I have posed with a shovel, made my friends take pictures of me when I was single and sent them out with aplomb. If I had a cat in the 90’s, no doubt I would’ve been this super festive twee love pictured to the left.

Somehow, though, my favorite time of year to visit the mailbox has lost a bit of luster. I think it’s gotten a little too competitive. My sister gave me a look of unbridled (yet, well deserved) disgust when I handed out Christmas cards at Thanksgiving last week. The personalized return mailing labels with our family photo emblazoned on them? A bit much, perhaps. My family is not as bright and shiny as we appear on the thick cardstock. Yours isn’t either, precious. None of us are Christmas card perfect. We just aren’t perfect, period. So let’s just write a Christmas card disclaimer, like a surgeon general warning on a pack of ciggies: these photos may be dangerous to your self-esteem. May cause you to vomit a little in your mouth. Smiling is good for your health, so smile, piss ant, and be glad someone mailed you an actual card.

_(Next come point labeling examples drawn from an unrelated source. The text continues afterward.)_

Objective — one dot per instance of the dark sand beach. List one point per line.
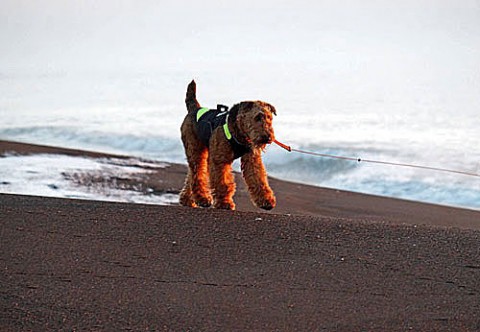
(322, 260)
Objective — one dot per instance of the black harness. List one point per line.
(208, 120)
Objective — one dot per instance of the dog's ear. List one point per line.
(272, 109)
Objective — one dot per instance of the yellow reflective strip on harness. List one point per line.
(226, 130)
(201, 112)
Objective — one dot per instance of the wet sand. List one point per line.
(322, 260)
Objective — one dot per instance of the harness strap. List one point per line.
(227, 132)
(201, 112)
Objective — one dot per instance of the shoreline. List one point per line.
(323, 260)
(292, 198)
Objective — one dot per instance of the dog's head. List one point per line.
(254, 122)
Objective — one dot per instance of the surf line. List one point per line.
(371, 161)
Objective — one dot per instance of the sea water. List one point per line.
(362, 83)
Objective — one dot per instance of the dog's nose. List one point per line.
(267, 139)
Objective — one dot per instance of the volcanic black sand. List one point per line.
(322, 260)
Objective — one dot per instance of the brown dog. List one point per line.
(213, 139)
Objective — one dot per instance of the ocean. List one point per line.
(351, 82)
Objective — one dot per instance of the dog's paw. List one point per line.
(225, 205)
(267, 203)
(204, 202)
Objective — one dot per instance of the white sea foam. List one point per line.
(71, 177)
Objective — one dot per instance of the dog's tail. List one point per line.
(191, 99)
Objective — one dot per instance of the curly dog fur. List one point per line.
(210, 178)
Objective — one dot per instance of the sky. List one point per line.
(323, 49)
(58, 34)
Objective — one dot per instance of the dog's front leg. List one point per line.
(255, 177)
(222, 184)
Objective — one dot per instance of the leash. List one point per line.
(371, 161)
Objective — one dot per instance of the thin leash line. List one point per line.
(371, 161)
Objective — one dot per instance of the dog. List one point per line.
(213, 139)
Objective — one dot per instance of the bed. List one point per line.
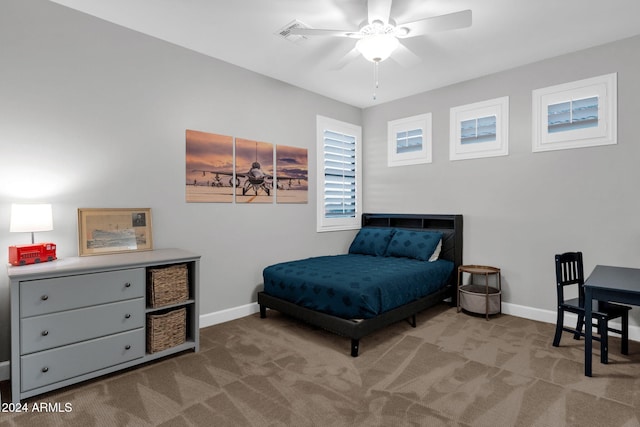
(382, 279)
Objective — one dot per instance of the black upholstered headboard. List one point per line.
(449, 225)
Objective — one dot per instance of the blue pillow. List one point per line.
(418, 244)
(371, 241)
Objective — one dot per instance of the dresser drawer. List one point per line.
(63, 363)
(66, 293)
(66, 327)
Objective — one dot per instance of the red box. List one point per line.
(32, 254)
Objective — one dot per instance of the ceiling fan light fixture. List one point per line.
(377, 47)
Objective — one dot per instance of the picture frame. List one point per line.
(479, 130)
(578, 114)
(409, 141)
(114, 230)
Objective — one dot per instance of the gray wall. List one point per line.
(95, 115)
(521, 209)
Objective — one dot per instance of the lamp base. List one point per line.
(32, 254)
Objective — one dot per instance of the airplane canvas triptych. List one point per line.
(224, 169)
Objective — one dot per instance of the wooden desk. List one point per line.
(606, 283)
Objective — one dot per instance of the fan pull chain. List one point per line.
(375, 78)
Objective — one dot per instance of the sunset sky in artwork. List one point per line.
(291, 161)
(246, 152)
(208, 151)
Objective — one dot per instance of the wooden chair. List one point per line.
(570, 272)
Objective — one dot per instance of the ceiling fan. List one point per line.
(379, 36)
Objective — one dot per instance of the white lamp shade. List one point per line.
(377, 47)
(28, 218)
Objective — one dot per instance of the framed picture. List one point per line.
(575, 115)
(292, 174)
(107, 231)
(209, 160)
(479, 130)
(409, 141)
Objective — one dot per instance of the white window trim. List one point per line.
(498, 107)
(335, 224)
(604, 87)
(423, 122)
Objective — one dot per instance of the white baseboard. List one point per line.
(222, 316)
(549, 316)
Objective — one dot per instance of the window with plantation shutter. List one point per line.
(338, 175)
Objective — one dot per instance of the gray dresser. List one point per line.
(77, 318)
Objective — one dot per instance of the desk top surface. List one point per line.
(618, 278)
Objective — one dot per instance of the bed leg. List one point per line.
(355, 346)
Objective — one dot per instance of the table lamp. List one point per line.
(29, 218)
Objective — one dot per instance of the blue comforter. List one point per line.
(355, 286)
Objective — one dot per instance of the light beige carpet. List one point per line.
(453, 369)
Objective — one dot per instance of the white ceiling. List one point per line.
(504, 34)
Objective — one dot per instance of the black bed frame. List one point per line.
(449, 225)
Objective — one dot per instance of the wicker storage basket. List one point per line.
(166, 330)
(168, 285)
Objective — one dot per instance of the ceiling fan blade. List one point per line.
(405, 57)
(434, 24)
(346, 59)
(319, 32)
(379, 10)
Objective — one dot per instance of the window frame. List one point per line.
(604, 133)
(323, 223)
(420, 122)
(499, 146)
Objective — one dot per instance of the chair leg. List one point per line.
(625, 333)
(559, 326)
(604, 341)
(579, 327)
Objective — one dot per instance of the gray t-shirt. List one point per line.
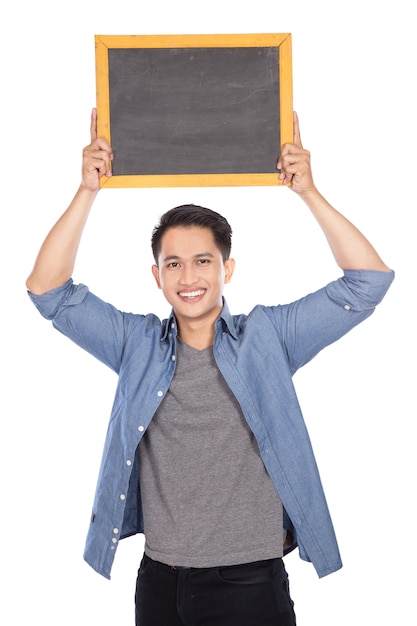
(207, 498)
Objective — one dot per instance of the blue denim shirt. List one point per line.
(258, 355)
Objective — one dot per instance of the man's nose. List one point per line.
(188, 275)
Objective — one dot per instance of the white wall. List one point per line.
(354, 84)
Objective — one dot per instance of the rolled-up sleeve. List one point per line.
(360, 290)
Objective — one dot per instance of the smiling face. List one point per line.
(192, 274)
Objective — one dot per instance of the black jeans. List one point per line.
(252, 594)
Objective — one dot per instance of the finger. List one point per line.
(297, 135)
(93, 125)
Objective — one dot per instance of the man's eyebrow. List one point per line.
(199, 255)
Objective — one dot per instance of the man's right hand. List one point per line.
(97, 158)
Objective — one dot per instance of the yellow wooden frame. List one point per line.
(105, 42)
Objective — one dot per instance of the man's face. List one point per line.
(192, 274)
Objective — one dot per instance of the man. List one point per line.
(207, 452)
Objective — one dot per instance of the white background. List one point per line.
(354, 89)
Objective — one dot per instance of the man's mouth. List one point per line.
(192, 294)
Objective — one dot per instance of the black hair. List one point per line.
(188, 215)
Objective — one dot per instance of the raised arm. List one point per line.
(55, 262)
(351, 250)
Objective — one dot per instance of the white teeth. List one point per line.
(191, 294)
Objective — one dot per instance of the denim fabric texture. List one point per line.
(258, 355)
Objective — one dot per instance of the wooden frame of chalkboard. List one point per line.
(194, 110)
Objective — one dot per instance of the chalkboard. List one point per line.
(194, 110)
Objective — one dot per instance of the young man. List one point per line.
(207, 452)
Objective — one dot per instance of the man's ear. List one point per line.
(155, 272)
(229, 268)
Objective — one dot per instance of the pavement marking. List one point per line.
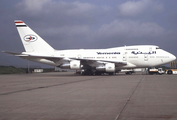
(119, 114)
(42, 87)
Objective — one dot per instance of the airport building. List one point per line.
(173, 64)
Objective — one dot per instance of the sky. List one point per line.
(88, 24)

In my heart of hearts, I know that my favorite Christmas cards are the ones that make me laugh, the ones that celebrate joy. The family that mocks themselves a bit. I loved it when a friend of mine had her husband wrestle with a barn cat one year for a photo shoot in striped sweaters. Admittedly, my humor veers towards David Sedaris.

Let’s make our goals certain and true: try to  make people smile and be glad they’re friends with you, rather than wanting to bash your perfect face in when they open up your Christmas card. My labels are pretentious this year, the contents inside- flagrantly braggadocio, hopefully the cover photo redeems the hot mess. So, from my family to yours…Merry Christmas from Bossy Boots & the Pot Stirrer.